Casos de padre pedófilos.

Comentários

Anônimo disse…
Há uma cidade brasileira em que trabalhamos meu marido e eu, logo que chegamos ao Brasil, para podermos dar continuidade à nossa vida, após perseguidos politicamente em nossa república de origem, latinoamericana e vizinha. Fomos ajudados pela instituição em questão, e lecionei num instituto de formação de padres, na cadeira de sociologia. O chefe local era como se diz, um príncipe da Igreja, e gozava de muitas regalias politicas, entre outras, ser considerado a segunda pessoa mais importante do Estado, acima do vice-governador.

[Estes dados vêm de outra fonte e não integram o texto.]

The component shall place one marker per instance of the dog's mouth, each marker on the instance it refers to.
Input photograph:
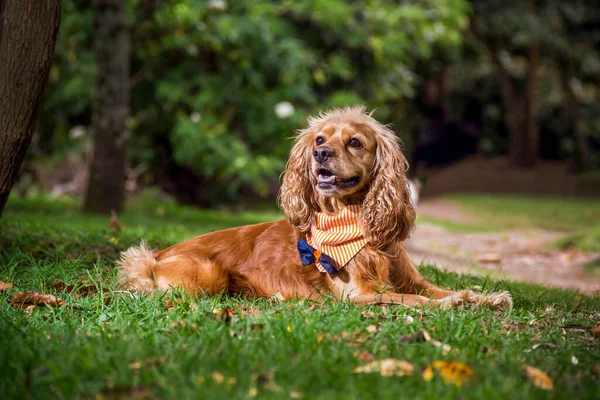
(327, 180)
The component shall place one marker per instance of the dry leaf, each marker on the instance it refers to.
(453, 372)
(387, 367)
(266, 380)
(125, 393)
(277, 298)
(491, 258)
(250, 311)
(368, 314)
(225, 314)
(417, 337)
(84, 290)
(539, 378)
(218, 377)
(22, 299)
(363, 356)
(172, 302)
(137, 365)
(114, 222)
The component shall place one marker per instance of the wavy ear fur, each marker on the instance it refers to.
(387, 212)
(296, 197)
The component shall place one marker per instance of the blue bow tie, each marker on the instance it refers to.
(309, 255)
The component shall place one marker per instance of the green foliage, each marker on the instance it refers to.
(114, 344)
(208, 76)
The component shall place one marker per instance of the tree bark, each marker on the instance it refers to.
(574, 107)
(525, 144)
(28, 30)
(106, 186)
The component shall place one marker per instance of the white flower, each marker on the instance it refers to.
(284, 109)
(195, 117)
(77, 132)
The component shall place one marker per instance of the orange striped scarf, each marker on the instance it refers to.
(339, 236)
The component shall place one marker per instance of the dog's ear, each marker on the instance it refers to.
(296, 197)
(387, 212)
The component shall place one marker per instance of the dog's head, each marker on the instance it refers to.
(346, 157)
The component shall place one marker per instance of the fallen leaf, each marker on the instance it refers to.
(543, 346)
(250, 311)
(218, 377)
(368, 314)
(137, 365)
(22, 299)
(363, 356)
(490, 258)
(417, 337)
(126, 393)
(225, 314)
(83, 290)
(386, 367)
(489, 349)
(452, 372)
(539, 378)
(172, 302)
(266, 380)
(277, 298)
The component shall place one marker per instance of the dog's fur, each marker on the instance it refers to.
(262, 260)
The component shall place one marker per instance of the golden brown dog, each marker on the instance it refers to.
(343, 158)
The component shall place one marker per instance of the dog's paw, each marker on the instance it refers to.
(455, 299)
(498, 300)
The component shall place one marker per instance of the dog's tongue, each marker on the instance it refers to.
(326, 179)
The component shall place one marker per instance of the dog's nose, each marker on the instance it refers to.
(322, 154)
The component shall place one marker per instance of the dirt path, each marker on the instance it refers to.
(519, 255)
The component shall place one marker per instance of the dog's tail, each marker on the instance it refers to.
(136, 268)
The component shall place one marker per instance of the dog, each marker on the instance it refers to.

Ouvíamos muitas conversas, na sala dos professores, entre as quais expressões revoltadas de colegas, pelas vistas grossas que o chefe eclesial local mantinha, diante do absurdo que, - segundo esses desabafos -, era alguns clérigos terem seus nomes ligados a pedofilia, abusos, certas ligações suspeitas com leigos e até políticos pedófilos; pois essa imunidade advinda com o acobertamento, era incentivo às ações ocultas e práticas escandalosas, que se perpetuavam... Havia, lembro, rumores públicos acerca de um religioso-músico, envolvido em escândalos do tipo; e outros acerca de dezenas de outros padres, de paróquias da capital e do interior, com históricos semelhantes e decisões de transferências, por causa do problema; até certas suspeitas de que o referido potentado tivesse mesmo em sua "entourage", um ou mais pedófilos, que segundo se dizia, eram de sua intimidade...Lamentavam os professores, alguns até padres casados, com vida moral íntegra; desvios tais serem acobertados, recebendo assim, implícito e obliquo apoio, por isso mesmo ainda mais suspeito. Não duvido pois, desses casos na Bélgica e Estados Unidos, onde parecem ocorrer rumores análogos, por motivos
nada dessemelhantes.
O que me parece óbvio, nesse longo post, que tive a paciência e também a curiosidade de ler, É QUE A JUSTIÇA TAMBÉM É CUMPLICE, não sem razões que de ocultas e desconhecidas, podem pela astúcia da experiência e da perspicácia do senso-comum serem facilmente atribuídas À MAIS DO QUE EVIDENTE CULPA PRÓPRIA. Em outras palavras, a Justiça também é useira e vezeira de tais práticas, recrutando-as por vezes, como sucedeu em Portugal, nas próprias instituições de menores confiadas à Igreja. E sejamos mais honestos, nem só à Igreja, mas a instituições várias, muitas vezes estatais e governamentais. Há algo de podre no reino da pedofilia, e ponha-se de aviso, o mais inteligente interlocutor, não é apenas debaixo do tapete vaticano e romano, é público, institucional, governamental e sobretudo escolar. Ouvi de um livreiro, de uma capital nordestina, onde a prostituição infanto-juvenil é verdadeira praga, e internacional; O LUGAR ONDE MEU PAI ME PÔS PARA APRENDER A SER HOMEM, ONDE NUNCA PENSAMOS, foi onde eu vi mais práticas de pederastia e uso de drogas, a começar pelas pessoas de maior dignidade, de mais elevada distinção. Eu mesmo (SIC), DISSE-ME O JOVEM, fui aliciado, corrompido, em meus dezoito verdes anos, por um alto dignatário dessa instituição, para uso de determinada droga e sexo coletivo, envolvendo a esposa do decujus, e relações homossexuais. Por infeliz coincidência, mais tarde, na profissão de livreiro, foi assediado por um padre, responsável por finanças de determinada diocese do interior deste estado, do qual tornou-se amante pago, confidenciando com pesar que deixou-o porque este (o clérigo) "apaixonara-se" e ameaçara o casamento do jovem mal-sinado.
Como se vê, é toda uma máfia não só religiosa, mas institucional.